Thursday, June 02, 2011

Deferred: NOT Today, at City Hall, 12:45 p.m., the battle to define Chicago's profile. Take a late lunch; support saving Bertrand Goldberg's Prentice Hospital.

IMPORTANT UPDATE:  At Northwestern's request, the item concerning preliminary landmark designation for Bertrand Goldberg's Prentice Hospital on the agenda for today's meeting of the Commission on Chicago Landmarks has been removed.

click images for larger view
Today, Thursday, June 2nd, at a meeting to begin at 12:45 p.m., in Chicago City Council chambers on the second floor, room 201-A of City Hall at 121 N. LaSalle, the Commission on Chicago Landmarks will consider preliminary landmark designation for Bertrand Goldberg's iconic Prentice Hospital, which Northwestern is planning to demolish in order to create - a vacant lot.  For reasons too embarrassing to detail, I won't be able to attend, but all of you who can, please show your support.  If any of you will be tweeting from the meeting, let me know, and I'll post a link to your Twitter feed.

It comes down to this: What kind of city do we want to leave to our children?  Look at the buildings on the Northwestern Memorial Hospital campus.  Is there a single one, other than Bertrand Goldberg's Prentice, that you'd consider a legacy worth passing down?   Galter and Feinberg are massive fortresses.  The new Prentice has it's best face facing out, on Chicago; facing in, on Superior, it offers only a brutal, graceless arcade of oppressive scale.  And the other buildings?  How could the healing powers of a great hospital, offering so much hope, encase itself in such a veneer of faceless despair?  Without those optimistic, gently rounded forms of Bertrand Goldberg's Prentice towers, there 's no contrast, no relief from the medical complex as an architectural necropolis.

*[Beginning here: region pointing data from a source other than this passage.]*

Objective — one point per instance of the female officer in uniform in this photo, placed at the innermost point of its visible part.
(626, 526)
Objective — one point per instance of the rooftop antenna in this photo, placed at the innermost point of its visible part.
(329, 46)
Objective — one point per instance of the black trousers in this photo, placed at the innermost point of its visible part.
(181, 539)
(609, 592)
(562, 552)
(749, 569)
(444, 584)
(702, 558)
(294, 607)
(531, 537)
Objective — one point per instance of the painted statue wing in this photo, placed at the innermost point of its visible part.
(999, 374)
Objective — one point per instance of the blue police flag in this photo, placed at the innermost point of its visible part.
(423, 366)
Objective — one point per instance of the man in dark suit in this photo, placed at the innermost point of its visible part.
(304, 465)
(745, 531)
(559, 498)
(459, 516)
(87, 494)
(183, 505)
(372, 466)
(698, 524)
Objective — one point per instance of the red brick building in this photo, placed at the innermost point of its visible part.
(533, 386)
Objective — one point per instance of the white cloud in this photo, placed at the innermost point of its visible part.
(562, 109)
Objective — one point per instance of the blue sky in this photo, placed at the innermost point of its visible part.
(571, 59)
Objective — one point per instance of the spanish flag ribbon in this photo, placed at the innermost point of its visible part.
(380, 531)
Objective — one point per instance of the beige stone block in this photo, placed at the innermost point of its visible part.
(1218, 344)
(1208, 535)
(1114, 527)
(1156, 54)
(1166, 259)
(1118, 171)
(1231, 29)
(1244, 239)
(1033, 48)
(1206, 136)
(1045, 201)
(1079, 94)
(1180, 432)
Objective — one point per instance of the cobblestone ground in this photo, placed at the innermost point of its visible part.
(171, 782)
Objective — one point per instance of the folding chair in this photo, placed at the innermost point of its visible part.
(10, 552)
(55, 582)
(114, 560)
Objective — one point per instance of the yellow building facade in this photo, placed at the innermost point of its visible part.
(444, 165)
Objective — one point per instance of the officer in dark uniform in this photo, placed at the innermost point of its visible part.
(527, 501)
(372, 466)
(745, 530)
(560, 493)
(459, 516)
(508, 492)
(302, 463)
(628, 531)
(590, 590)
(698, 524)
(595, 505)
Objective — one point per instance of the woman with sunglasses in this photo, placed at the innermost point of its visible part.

If Northwestern is allowed to destroy Prentice, what do we get?  Nothing.  Just an extension of the two-block-square gravel yard just across the street, that's been there since Lakeside Veterans Hospital was demolished two years ago.  There is no construction on the boards, nor expected any time soon. Nothing will be left behind but the palpable ache of absence.
This fall, the Art Institute of Chicago will open a highly anticipated retrospective on the architecture of Bertrand Goldberg.  If Northwestern gets its way, at the very same time the exhibition brings the wonder of Goldberg and of Chicago architecture to a global audience, photographs of Prentice's destruction will damn the city in the eyes of the world.

Two faces, deeply contrasting.  Which one will be Chicago's?